Venezia Gentil

07/09/10 - Jean Gentil e Caracremada: altre due storie che viaggiano parallele all’interno di Orizzonti...

(Dalla nostra inviata Caterina Gangemi)

07/09/10 – Jean Gentil e Caracremada: altre due storie che viaggiano parallele all’interno di Orizzonti. Storie di lotta per la sopravvivenza, resistenza, disperazione, accomunate da quel filo conduttore che sembra attraversare questa edizione della mostra in tutte le sue sezioni: il paesaggio.

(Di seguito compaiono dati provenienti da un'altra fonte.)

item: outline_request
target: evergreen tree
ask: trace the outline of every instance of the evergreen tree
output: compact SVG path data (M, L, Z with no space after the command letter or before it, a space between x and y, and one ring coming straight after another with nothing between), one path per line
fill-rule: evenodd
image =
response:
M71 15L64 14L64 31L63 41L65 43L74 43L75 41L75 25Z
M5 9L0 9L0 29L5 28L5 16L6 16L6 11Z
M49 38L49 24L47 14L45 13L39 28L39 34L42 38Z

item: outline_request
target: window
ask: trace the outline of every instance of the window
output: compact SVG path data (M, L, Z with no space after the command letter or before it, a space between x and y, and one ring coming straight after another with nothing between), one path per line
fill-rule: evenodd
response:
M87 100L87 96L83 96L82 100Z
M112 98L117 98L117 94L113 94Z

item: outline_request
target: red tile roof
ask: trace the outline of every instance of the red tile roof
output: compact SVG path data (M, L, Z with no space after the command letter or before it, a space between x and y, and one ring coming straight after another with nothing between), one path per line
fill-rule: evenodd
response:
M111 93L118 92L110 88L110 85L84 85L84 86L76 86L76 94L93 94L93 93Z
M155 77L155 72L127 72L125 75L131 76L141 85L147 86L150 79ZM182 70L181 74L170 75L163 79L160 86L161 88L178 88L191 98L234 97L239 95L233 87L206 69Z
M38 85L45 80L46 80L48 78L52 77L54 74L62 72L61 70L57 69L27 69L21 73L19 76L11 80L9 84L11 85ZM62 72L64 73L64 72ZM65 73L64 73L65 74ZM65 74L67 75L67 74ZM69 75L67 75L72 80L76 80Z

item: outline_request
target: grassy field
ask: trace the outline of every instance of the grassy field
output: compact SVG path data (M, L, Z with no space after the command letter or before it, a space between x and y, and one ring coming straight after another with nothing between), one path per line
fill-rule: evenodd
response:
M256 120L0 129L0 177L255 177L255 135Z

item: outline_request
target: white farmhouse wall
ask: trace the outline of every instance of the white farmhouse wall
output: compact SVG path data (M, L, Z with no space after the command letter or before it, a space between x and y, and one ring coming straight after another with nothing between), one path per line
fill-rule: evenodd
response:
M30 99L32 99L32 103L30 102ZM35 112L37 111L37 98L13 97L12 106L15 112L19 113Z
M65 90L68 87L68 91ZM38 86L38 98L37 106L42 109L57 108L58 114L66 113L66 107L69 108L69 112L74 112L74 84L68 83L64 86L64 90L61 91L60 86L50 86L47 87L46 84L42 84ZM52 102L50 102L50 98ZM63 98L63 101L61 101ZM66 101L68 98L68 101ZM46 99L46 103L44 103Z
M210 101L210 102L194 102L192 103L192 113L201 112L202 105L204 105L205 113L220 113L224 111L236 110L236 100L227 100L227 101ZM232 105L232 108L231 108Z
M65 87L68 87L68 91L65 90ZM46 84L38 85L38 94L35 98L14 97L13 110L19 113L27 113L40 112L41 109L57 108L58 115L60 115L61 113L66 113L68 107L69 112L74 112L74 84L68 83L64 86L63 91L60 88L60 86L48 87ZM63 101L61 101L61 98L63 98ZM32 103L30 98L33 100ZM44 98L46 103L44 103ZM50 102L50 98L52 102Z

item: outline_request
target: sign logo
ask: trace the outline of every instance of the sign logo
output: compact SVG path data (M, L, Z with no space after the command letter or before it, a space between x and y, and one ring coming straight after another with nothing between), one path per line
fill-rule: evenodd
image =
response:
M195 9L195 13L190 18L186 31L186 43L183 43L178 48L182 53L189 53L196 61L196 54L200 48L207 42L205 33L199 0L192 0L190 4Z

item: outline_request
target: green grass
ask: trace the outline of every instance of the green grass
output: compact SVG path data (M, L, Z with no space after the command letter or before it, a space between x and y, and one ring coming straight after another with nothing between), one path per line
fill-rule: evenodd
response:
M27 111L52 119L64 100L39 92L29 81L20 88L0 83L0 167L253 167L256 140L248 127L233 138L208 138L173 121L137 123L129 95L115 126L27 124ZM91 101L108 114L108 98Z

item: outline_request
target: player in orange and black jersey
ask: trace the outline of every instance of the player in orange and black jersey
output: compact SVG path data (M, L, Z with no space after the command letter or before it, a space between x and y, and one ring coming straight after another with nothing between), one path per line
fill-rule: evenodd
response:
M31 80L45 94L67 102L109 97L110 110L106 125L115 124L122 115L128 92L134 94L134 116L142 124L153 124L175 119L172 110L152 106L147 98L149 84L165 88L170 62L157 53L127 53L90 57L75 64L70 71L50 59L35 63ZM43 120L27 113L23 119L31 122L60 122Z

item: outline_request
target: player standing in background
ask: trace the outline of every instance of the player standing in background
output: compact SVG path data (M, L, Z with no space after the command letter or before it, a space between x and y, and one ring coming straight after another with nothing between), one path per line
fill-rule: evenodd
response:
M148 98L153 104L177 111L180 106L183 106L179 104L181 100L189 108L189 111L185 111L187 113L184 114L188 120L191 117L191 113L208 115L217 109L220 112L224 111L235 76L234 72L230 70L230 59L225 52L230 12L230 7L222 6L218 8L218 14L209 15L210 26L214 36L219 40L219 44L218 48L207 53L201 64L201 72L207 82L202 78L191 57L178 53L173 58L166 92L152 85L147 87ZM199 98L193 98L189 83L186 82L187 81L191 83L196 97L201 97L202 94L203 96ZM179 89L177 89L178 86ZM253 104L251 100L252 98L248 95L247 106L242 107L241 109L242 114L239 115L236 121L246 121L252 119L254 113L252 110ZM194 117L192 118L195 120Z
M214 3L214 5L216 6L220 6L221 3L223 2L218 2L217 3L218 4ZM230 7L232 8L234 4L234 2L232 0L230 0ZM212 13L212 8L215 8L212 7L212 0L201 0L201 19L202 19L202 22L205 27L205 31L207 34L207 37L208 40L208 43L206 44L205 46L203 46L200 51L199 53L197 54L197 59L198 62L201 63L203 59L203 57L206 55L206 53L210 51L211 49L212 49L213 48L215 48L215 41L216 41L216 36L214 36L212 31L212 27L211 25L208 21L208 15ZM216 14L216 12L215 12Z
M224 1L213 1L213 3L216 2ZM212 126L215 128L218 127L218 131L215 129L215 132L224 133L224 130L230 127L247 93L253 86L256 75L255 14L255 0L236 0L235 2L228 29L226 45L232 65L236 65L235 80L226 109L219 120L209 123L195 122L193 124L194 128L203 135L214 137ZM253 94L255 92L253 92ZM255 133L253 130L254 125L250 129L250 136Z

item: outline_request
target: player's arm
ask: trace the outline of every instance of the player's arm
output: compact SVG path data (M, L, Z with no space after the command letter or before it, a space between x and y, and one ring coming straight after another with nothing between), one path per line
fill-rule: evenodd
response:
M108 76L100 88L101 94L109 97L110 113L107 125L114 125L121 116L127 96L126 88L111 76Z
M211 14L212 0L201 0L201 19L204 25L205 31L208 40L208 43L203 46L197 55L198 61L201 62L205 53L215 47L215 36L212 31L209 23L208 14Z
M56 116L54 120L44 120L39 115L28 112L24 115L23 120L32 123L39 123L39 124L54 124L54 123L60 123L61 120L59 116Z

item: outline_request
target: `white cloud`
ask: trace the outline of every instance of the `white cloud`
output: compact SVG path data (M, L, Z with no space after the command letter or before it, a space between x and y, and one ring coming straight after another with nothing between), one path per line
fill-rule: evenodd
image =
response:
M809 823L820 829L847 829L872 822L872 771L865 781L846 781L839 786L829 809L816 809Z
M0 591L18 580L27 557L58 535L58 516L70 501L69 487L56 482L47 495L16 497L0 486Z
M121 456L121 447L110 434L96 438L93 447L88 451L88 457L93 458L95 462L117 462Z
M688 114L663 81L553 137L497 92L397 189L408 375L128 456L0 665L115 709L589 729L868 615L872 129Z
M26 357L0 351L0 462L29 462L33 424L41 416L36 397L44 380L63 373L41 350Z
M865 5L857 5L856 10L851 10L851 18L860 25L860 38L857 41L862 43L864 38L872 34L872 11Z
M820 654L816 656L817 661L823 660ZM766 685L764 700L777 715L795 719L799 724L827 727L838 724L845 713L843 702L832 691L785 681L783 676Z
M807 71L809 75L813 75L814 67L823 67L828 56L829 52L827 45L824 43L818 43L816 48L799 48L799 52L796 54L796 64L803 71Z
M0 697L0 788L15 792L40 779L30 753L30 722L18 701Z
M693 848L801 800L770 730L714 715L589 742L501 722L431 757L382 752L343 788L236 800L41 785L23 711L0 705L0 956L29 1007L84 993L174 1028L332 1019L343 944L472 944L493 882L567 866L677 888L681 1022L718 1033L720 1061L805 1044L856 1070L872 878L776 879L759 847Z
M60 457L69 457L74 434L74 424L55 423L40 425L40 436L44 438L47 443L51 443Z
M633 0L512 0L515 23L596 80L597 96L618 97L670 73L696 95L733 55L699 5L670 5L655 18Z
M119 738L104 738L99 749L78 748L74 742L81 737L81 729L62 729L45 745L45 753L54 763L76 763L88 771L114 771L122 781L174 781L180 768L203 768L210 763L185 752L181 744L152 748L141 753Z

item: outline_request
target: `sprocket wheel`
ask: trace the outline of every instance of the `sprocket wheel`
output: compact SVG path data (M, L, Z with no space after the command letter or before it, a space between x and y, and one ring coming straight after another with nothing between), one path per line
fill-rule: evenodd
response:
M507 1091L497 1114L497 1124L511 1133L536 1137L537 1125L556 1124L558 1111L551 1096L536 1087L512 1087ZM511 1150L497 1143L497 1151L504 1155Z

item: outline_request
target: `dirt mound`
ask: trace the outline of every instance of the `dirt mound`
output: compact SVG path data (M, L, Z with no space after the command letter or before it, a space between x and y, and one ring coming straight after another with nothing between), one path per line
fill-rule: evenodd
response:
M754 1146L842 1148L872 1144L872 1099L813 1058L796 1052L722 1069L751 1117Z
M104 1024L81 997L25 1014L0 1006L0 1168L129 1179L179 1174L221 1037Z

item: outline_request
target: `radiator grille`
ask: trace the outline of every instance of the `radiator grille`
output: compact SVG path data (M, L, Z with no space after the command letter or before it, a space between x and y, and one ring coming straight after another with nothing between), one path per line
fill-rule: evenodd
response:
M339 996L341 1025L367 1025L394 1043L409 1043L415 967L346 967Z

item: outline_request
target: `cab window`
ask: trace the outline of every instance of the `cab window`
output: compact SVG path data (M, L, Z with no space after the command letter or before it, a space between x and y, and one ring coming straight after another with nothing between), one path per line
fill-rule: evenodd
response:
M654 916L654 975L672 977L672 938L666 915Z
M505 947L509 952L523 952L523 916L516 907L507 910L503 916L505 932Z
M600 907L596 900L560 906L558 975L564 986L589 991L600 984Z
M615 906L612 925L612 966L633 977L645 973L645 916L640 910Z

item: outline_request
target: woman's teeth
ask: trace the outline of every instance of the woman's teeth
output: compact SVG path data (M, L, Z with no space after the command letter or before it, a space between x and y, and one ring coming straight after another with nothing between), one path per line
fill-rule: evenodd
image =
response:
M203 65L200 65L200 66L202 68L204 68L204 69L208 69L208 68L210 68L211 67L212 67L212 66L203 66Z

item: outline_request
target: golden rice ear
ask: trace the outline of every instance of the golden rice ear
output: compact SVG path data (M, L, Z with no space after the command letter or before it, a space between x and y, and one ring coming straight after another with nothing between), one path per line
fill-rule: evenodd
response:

Sono i rigogliosi boschi di Santo Domingo a fare da sfondo alla dolorosa avventura di Jean Gentil, contabile di haiti di mezza età che, privo di lavoro, casa, cibo e affetti, si ritrova ad improvvisarsi novello Walden in un’esperienza che niente ha a che vedere con l’ideale di Thoreau ma assume, piuttosto, i tratti di una quotidianità selvaggia e ferina. Già noti al pubblico veneziano per aver presentato, nel 2007 sempre in Orizzonti, il loro lungometraggio d’esordio, i dominicani Laura Amelia Guzman e Israel Cardenas ritornano con un film che unisce la componente descrittiva del cinéma vèrité, alla poesia di un racconto asciutto, crudo e al tempo stesso toccante. “Io non ho una vita – risponde Jean Gentil a uno dei tanti colleghi di un giorno che gli chiede cosa faccia per vivere – io guardo gli altri vivere. Sono sempre triste. Quando vedo le persone ridere mi chiedo cosa ci sia da ridere.” E’ in queste parole il ritratto di un uomo che, pur nella più bieca indigenza, non rinuncia al suo abito buono, ai suoi libri e alla sua dignità, al quale gli autori guardano con una lucida semplicità, che rifiuta ogni retorica o pietismo.

Dal giovanissimo documentarista catalano Lluìs Galter arriva invece una originale visione della Spagna franchista, attraverso le gesta di Ramon Vila, soprannominato, appunto Caracremada, che, a seguito del ritiro degli altri militanti della CNT (l’organizzazione anarchica della quale faceva parte), decise di ritirarsi nelle campagne della Catalogna per portare avanti la sua battaglia.

Un approccio opposto a quello proposto nella pellicola precedente caratterizza il lavoro di Galter: antinarrativo, straniante, quasi totalmente muto. Laddove in Jean Gentil parola e immagine si compenetrano nel racconto, qui il procedere della storia è fatto di suoni e rumori: di una natura nella quale, a differenza dello sfortunato protagonista del film dominicano, Ramon non perde la propria combattività; e, reiterati, ossessivi, del seghetto di metallo col quale l’uomo boicotta i tralicci della corrente. Il tutto in piena coerenza con le intenzioni del regista di tracciarne un profilo che fosse, nonostante le inevitabili omissioni, il più possibile aderente alla realtà: “La verità è ardua da plasmare. (…) per Ramon, diversamente dagli altri, la lotta e la resistenza non furono mai un atto eroico ma un vero lavoro e, col tempo, un’ossessione nata dalla volontà ferma di non rinunciare comunque al combattimento (…). Senza alcun dubbio, Ramon fu uno degli imprescindibili.